Has Steve Jobs built a secret MacBook factory?
"I'm as proud of the factory as I am of the computer," Steve Jobs told Fortune 18 years ago, describing the 40,000-square-foot plant he had constructed in Fremont, Calif., to manufacture circuit boards for his ill-fated NeXT, the $10,000 workstation into which Jobs poured his heart and soul after he was forced out of Apple (AAPL) in 1985.
The factory, as Jobs described it, had everything: robots, lasers, tolerances within one 10,000th of an inch, defect rates of less that 17 parts per million — one tenth the rest of the industry's — and the speed to turn out 60 machines a day. (link)
Now, according to a pair of reports in 9 to 5 Mac and Computerworld Blogs, Jobs has built that plant's successor: a state-of-the-art manufacturing facility that is already turning out the new line of MacBook and MacBook Pros that Apple is expected to introduce on Oct. 14.
This factory, according to Seth Weintraub, a tech reporter with good sources within Apple and a knack for correctly predicting the company's next moves, is the answer to a question that has been haunting Apple watchers for the past month: What is "the Brick"?
The Brick, Weintraub says, is not a new Apple TV, a table-sized Mac, a wireless USB hub, a Windows-smashing software breakthrough — or any of the other ideas put forward in the month of fevered speculation since Weintraub's 9-to-5 colleague Cleve Nettles first posed the question. (See Anatomy of an Apple rumor: "The Brick".)

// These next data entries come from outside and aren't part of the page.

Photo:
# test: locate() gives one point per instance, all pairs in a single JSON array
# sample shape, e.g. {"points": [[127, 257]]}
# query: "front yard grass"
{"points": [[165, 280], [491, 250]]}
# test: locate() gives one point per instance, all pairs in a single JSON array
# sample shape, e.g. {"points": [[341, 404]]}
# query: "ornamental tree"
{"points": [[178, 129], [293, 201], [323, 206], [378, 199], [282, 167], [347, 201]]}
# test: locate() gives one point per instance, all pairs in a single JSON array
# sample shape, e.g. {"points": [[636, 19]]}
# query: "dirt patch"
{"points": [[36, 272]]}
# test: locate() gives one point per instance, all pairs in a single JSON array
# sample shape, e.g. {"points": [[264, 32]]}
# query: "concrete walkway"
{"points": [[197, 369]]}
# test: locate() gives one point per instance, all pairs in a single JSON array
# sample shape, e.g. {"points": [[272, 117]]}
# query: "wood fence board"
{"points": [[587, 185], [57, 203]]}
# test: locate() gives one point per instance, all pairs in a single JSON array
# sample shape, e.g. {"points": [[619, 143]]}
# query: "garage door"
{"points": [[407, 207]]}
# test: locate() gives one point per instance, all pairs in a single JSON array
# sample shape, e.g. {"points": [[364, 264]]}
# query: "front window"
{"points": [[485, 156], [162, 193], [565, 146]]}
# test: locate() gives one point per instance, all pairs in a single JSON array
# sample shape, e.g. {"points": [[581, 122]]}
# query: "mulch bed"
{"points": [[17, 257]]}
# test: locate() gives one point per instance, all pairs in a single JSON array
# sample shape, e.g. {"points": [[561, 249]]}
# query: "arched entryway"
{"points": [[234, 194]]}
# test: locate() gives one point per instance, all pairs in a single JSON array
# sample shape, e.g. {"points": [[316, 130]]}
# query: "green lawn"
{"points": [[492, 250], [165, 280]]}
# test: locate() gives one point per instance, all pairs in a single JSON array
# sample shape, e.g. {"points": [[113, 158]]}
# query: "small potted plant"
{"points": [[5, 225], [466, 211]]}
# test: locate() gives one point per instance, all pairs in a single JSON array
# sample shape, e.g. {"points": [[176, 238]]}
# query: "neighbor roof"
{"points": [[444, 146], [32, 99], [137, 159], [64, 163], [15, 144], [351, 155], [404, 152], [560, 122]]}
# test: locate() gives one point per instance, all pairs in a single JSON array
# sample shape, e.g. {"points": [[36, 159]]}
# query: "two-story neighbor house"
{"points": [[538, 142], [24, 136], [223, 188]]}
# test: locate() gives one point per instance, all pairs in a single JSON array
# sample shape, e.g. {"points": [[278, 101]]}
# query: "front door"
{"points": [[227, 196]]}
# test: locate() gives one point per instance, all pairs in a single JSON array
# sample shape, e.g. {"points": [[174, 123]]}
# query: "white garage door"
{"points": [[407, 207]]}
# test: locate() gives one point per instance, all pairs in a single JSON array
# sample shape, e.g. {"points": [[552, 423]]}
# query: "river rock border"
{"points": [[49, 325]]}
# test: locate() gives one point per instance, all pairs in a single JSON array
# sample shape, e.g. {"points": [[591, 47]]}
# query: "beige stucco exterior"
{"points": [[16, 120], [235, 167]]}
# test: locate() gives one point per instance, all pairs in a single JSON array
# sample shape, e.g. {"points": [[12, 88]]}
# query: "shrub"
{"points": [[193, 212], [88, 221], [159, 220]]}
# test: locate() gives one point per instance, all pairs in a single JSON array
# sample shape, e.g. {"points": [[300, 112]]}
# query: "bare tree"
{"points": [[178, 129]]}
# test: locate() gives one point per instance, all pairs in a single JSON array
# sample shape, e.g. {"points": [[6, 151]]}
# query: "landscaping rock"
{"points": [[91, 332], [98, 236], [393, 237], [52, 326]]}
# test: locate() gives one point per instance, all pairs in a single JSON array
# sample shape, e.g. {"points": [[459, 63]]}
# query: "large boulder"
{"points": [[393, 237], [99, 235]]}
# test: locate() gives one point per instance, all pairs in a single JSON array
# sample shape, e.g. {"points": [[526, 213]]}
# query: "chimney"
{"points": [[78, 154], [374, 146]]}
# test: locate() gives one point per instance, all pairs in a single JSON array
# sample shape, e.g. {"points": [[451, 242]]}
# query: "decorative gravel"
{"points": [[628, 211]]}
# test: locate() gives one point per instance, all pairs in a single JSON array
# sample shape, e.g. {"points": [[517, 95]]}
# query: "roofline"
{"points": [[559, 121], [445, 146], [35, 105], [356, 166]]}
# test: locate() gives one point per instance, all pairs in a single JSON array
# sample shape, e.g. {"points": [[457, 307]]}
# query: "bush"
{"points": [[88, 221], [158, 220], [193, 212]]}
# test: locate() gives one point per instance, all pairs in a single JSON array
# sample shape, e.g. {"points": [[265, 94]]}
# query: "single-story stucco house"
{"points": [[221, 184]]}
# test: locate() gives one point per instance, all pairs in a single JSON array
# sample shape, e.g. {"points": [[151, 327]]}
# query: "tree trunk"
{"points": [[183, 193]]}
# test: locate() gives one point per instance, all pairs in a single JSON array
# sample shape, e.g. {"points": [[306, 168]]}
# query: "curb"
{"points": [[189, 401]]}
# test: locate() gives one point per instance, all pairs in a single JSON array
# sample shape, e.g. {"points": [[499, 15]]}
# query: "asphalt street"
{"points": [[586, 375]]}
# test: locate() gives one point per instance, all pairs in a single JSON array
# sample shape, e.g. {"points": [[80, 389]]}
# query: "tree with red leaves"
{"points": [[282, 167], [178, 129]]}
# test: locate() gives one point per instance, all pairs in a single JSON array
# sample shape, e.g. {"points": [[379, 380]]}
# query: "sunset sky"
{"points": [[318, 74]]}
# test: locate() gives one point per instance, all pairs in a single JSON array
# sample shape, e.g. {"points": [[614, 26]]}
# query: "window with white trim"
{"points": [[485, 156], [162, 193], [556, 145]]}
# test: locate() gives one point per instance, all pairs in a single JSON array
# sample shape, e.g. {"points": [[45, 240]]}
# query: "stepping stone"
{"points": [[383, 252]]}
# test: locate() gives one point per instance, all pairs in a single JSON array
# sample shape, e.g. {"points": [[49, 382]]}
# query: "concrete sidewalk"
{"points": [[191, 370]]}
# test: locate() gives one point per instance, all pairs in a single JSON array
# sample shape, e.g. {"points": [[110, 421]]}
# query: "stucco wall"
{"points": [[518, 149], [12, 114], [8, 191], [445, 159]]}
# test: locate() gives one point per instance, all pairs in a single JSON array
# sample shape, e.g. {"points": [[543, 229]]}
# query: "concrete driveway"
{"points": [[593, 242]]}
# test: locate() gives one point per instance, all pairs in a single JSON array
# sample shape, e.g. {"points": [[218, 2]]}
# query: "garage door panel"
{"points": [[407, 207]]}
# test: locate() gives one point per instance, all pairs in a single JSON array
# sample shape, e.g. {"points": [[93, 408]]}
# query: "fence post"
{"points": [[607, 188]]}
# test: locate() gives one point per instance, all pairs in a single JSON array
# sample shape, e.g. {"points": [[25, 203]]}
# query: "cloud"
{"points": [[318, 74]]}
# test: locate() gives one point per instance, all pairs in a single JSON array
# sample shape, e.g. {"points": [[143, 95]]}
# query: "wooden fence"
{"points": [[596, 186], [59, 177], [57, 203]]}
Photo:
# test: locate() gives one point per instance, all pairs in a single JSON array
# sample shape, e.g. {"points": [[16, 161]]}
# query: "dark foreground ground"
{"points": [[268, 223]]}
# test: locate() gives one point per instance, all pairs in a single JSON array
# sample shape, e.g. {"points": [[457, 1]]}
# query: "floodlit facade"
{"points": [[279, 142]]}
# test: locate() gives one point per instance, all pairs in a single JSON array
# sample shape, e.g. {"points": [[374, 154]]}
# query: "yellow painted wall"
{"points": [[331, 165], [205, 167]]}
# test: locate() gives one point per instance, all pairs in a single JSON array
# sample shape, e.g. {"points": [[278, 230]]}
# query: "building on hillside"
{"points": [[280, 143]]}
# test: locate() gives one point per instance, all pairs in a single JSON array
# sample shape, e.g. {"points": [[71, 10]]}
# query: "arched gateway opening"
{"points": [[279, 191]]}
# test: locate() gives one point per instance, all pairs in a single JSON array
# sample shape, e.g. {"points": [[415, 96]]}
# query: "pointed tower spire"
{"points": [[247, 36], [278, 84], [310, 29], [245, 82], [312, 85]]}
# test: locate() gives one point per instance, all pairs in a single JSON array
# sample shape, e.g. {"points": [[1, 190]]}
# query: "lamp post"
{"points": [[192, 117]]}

What the Brick really is, according to Weintraub's sources, is a block of high-quality, aircraft grade aluminum out of which Apple's new laptops will be carved using robot-controlled lasers and high-powered jets of water in Jobs' new factory.
"It is totally revolutionary, a game changer," writes Weintraub. "One of the biggest Apple innovations in a decade." (link)
It may also be the answer to another mystery that has bedeviled Apple watchers — the innovation that Apple CFO Peter Oppenheimer, speaking at the last quarterly earnings conference call, warned analysts would cut deeply into Apple's near term operating margins but result in something that "Apple's competitors won't be able to match" for years to come. (See Apple teases with mysterious "product transition".)
Weintraub paints a picture, drawn heavily from a long piece in The Mac Observer by John Martellaro, a former NASA engineer and Apple manager, of a nonpolluting, energy-efficient, wind- or solar-power plant, built in the United States, that would free Apple of its dependence on Chinese manufacturers (and unpleasant Chinese labor conditions) and fulfill Steve Jobs' long-held dream of moving Apple both up and down the value chain — building a legacy at Apple that could survive and prosper long after he is gone.
"An Apple factory (or two), in the right place," writes Marellaro, "costing several billions would be a worthy endeavor for Apple and its cash. It would achieve the grandest goals for Apple's technical future, make a contribution to the planet and its people's well being and help insure Apple's financial and political security." (link)
Marellaro concludes on a wistful note: "But, sigh, it's just an idea"
We'll find out soon enough how much of it is true.